Transforming a one-dimensional, "flattened" index into the N-dimensional vector index of an N-dimensional array

Question

I have an N-dimensional array, with the same number of items (i.e. the same "length") in each dimension.

Given a one-dimensional index into the array, I want a function that returns the coordinates associated with that index.

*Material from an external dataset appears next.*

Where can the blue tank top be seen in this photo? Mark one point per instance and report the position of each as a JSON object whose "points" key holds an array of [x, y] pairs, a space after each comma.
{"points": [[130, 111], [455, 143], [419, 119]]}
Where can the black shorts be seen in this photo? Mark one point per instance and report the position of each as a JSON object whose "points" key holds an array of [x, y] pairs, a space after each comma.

The way that the array is indexed actually doesn't matter (in the sense that all of the dimensions of the array are equal, with none having precedence in terms of algorithms that will be operating on the array).

So, for example, if I have a 4x4x4 array, index 63 should return [3,3,3], index 0 should return [0,0,0] and index 5 should return [1,1,0].

I have written the following function, where nDim is the number of dimensions, and nBin is the length of each dimension:

def indicesOf(x,nDim,nBin) :
    indices = []
    for i in arange(0,nDim) :   
        index = (x/nBin**(i))%nBin
        indices.append(index)
        x -= index*nBin**i
    return indices

It seems to work -- but is there a more efficient way to make this calculation? To be honest, I have half "asked" this question just to share this solution, as I couldn't find a solution online. But if there is a more efficient way to do this, then great -- please share!

The function above is written in python, but I have just been using this to prototype a C (actually CUDA) function, so none of pythons wonderful libraries are available to me.

Here is a solution from combining JackOLantern and Eric's comments about the power of two sizes below. It seems to work for the handful of test cases I tried.

def indicesPowOf2(x,nDim,nBin) :
    logWidth = math.log(nBin,2)         
    indices = [0]*nDim
    for i in arange(nDim) :
        indices[i] = x & (nBin-1)
        x = x >> int(logWidth)
    return indices

Answer 1

You could avoid using ** (power operator) to reduce the computational cost, especially if you need to add this code to CUDA kernels.

The following way could be more efficient

void indices(int x, int nDim, int nBin, int indices[]) {
    for(int i=0;i<nDim;i++) {
        indices[i] = x % nBin;
        x /= nBin;
    }
}

If your nBin is a power of 2, you could use >> and & to replace the / and %.